Speaking generally, I don't know if I could disagree with the guy more--I've long had an objection to the kind of ivory-towered 'these entertaining things aren't real art' snobbishness this perspective tends to come off as in my reading, and always been much more of the mind that 'plebeian' or 'genre' entertainment, be it in movies or other art/media forms, is fully capable of being 'artistic'--either thanks to the piece excelling in performance or messaging itself, or because of individual subjective responses making it do so for certain subsets of people.
The original trilogy of Star Wars is perhaps an easy example of a commonly-agreed on film fulfilling the first of those. It's a pretty typical sci-fi/fantasy story with full-on swords-and-sorcery cliches contained, but does a good job presenting those that it would seem to be commonly attributed an 'artistic merit' (at least by my amateur read). As to the latter...Well, tastes in 'art' themselves vary, and even films derided as hackneyed or bad can be enjoyed by some people because of their differing tastes (or because of it being less commonly-accepted as good or artistic, such as with 'cult classics').
At the same time...I can see the man's point--perhaps in particular with the influence large movie houses or companies (Disney as an easy hit) have in shaping broad swathes of the 'media landscape' that produces any of these films and how the very same propensity for 'audience-testing' and catering to the largest market can suck some degree of the...genuineness (and we could get into how catering to specific media release areas--China as the major example--can put some problems into that arena, which is one perhaps exemplified in the recent hooplah over Tarantino's 'Once Upon a Time in Hollywood', and attempts by Disney to appeal to audiences there).
So, boiling down I suppose...Does anyone else have thoughts on the particulars here? Are Marvel Movies and franchise-films formulaic and rote bores that are popular thanks to massive media campaigns and ability for SFX, are they all art of some kind/form, is there a personal standard you use for them that includes some and excludes others based on some kind of reasoning?

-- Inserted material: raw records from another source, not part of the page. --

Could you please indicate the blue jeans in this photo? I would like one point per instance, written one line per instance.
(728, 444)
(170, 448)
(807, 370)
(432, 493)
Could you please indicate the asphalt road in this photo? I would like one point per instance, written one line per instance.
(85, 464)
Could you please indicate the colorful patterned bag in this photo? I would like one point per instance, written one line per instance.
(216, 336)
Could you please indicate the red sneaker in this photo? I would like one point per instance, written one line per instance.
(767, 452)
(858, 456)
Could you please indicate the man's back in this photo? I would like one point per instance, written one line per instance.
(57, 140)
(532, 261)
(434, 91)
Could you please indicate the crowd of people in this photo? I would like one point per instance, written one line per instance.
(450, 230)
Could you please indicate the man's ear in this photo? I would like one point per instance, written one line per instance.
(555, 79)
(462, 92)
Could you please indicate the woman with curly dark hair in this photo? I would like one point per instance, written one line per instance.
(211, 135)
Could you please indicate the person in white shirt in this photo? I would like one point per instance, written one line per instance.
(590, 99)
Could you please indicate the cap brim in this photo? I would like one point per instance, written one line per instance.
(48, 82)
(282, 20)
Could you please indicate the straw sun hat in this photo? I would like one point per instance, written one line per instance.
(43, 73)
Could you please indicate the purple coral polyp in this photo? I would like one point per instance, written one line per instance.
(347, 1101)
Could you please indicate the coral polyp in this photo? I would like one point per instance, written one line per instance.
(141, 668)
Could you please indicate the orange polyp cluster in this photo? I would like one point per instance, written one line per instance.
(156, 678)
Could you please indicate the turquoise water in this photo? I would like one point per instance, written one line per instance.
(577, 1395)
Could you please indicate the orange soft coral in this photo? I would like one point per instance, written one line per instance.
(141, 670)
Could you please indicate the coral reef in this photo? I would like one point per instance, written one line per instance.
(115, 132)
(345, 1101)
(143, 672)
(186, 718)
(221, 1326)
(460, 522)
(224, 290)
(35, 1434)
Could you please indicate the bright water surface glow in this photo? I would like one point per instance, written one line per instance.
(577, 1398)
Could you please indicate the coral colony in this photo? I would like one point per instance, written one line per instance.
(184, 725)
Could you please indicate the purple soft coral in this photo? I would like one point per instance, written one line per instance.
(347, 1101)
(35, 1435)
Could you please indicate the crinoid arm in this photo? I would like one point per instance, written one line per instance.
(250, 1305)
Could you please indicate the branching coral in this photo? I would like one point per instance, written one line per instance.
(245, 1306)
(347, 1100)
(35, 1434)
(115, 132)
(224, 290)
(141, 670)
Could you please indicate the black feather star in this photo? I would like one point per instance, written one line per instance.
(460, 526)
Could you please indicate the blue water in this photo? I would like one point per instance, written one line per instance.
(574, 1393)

Or, if more generality is of interest to you...Where does 'entertainment' and 'art' sit in regards to one another?
I will now restrain myself here from going on an even longer-winded diatribe about how my particular favorite pieces of media are most-definitely the height of artistic expression while yours are shit, and instead open the floor for folks to point out their own standards.
Edit: Oopsie! I juggled Scorsese and Tarantino being the ones behind Once Upon A Time in Hollywood...Because while I enjoy watching films, I'm so-so on paying much attention to directors and the like.